Both intrinsic hippocampal activity and MCCB scores were associated with negative symptoms. The observed relationship between cognitive dysfunction and negative symptoms is conceptually in agreement with numerous studies demonstrating stronger relationships between cognition and negative symptoms compared with cognition and positive symptoms (see reference
51). Relative to positive symptoms, cognitive and negative symptoms are more stable over time, are a better predictor of functional outcomes, and are less responsive to medication (
1,
51). Given that hippocampal dysfunction, cognitive impairment, and negative symptoms are often present before the first episode of psychosis (
12,
52), it is possible to speculate that these phenotypes may constitute core traits of the disorder that may reflect neuropathological status more accurately than do positive symptoms.
Our findings in this study were lateralized to the right.
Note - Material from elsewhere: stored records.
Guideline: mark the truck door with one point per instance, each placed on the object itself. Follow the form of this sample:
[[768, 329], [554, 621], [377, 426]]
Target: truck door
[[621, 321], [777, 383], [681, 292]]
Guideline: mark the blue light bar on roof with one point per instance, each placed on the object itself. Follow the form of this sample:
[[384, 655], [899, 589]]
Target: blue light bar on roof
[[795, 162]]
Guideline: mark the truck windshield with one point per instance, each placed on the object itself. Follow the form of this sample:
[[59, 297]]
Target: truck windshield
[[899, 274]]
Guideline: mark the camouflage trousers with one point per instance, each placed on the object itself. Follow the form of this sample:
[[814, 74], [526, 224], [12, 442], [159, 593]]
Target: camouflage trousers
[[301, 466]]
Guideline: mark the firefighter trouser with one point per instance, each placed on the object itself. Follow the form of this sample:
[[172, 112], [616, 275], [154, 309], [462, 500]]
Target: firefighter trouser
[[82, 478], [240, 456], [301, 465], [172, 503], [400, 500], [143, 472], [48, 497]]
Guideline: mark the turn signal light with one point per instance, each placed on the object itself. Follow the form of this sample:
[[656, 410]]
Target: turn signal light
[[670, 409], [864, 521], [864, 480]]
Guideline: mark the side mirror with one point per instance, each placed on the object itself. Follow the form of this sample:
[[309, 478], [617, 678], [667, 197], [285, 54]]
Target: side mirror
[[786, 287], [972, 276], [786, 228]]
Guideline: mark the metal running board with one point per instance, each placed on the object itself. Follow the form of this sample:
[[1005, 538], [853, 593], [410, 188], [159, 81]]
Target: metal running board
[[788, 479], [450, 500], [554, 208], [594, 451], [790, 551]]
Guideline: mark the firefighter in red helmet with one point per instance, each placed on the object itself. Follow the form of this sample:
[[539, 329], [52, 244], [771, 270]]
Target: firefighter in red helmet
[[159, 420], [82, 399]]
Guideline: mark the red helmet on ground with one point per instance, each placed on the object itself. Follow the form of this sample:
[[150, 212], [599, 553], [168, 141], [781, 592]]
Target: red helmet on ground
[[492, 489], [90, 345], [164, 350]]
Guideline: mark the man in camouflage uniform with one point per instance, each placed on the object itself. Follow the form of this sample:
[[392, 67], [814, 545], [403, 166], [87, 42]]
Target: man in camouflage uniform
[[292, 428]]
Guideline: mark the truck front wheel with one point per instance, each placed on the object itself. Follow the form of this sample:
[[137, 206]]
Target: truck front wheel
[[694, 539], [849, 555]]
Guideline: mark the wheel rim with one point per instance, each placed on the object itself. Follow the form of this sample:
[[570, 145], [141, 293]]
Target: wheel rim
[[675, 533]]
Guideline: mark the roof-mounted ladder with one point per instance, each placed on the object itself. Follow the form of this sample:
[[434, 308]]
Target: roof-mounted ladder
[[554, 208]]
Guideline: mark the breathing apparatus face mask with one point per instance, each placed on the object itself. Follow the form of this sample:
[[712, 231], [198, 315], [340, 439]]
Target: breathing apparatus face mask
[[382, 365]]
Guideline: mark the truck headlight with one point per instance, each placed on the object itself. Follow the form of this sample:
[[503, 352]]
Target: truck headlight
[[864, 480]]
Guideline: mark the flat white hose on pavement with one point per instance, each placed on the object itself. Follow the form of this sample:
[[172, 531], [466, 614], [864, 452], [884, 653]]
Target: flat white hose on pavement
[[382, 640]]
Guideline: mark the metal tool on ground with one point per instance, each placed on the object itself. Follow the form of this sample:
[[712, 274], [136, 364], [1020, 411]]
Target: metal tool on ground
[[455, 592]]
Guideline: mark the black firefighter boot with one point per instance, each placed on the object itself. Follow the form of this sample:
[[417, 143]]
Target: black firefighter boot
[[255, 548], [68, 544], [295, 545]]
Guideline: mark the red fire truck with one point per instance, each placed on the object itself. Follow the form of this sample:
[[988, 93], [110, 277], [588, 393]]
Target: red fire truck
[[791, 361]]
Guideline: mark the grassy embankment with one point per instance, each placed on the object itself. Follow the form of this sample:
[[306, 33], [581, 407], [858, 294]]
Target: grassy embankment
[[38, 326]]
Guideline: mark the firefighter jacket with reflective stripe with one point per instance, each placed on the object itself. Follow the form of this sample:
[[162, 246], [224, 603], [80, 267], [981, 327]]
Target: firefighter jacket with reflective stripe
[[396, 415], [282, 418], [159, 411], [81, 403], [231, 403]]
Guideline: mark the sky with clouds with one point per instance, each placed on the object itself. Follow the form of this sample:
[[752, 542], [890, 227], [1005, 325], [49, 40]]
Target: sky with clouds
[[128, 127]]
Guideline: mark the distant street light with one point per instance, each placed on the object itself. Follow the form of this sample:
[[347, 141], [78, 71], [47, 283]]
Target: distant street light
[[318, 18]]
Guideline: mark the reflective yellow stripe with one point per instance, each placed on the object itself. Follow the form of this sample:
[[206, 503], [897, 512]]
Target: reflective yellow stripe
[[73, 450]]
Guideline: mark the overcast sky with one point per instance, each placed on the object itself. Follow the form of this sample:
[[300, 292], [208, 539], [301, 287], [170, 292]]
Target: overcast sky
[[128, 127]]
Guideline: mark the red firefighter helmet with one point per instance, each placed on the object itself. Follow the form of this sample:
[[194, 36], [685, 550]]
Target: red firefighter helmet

The neurobiological basis for this finding is unclear, as there is no strong evidence to suggest that hippocampal pathology is specific to either hemisphere in schizophrenia. It is unlikely that the lateralized effects were due to a floor or ceiling effect only in the left hippocampus, as no significant difference in activity was observed between the left and right hippocampi. It is possible that the lateralization we observed is a reflection of the type of MCCB tasks with which significant associations were demonstrated. For example, previous studies have found preferential involvement of the right hippocampus in visual learning and memory tasks (
45,
53). Patients with schizophrenia also demonstrate a loss of functional connectivity between the right hippocampus and the left prefrontal cortex during working memory (
54). Given that factor analyses suggest that the processing speed, attention/vigilance, working memory, and visual learning domains most strongly predict composite MCCB score (
55), the relationships between lateralized hippocampal activity and cognitive function in these domains in schizophrenia require further investigation.
Our findings should be considered in the context of the study’s limitations. In order to fully evaluate intrinsic hippocampal activity as a biomarker, its reliability must be established by studying subjects at additional time points, which ideally would be spaced sufficiently far apart for the tracking of changes in symptoms during disease progression. Another limitation is that the sample patient population in this study exhibited less impairment on the MCCB than did samples in other studies (e.g., reference
56). Additional research is needed to determine whether the observed differences in hippocampal activity and associations with MCCB scores hold true for populations with greater cognitive impairment. Finally, it is unclear whether hippocampal hyperactivity and its association with cognitive function are specific to schizophrenia. Studies examining MCCB performance and hippocampal activity in healthy subjects and other patient populations (e.g., patients with bipolar disorder) are needed to examine this possibility. Indeed, previous work has demonstrated that patients with poor working memory performance exhibit reduced right hippocampal gray matter volume compared with healthy subjects, whereas intact performers do not (
57), which is suggestive of a complex interaction between cognitive performance, hippocampal pathology, and disease state in schizophrenia.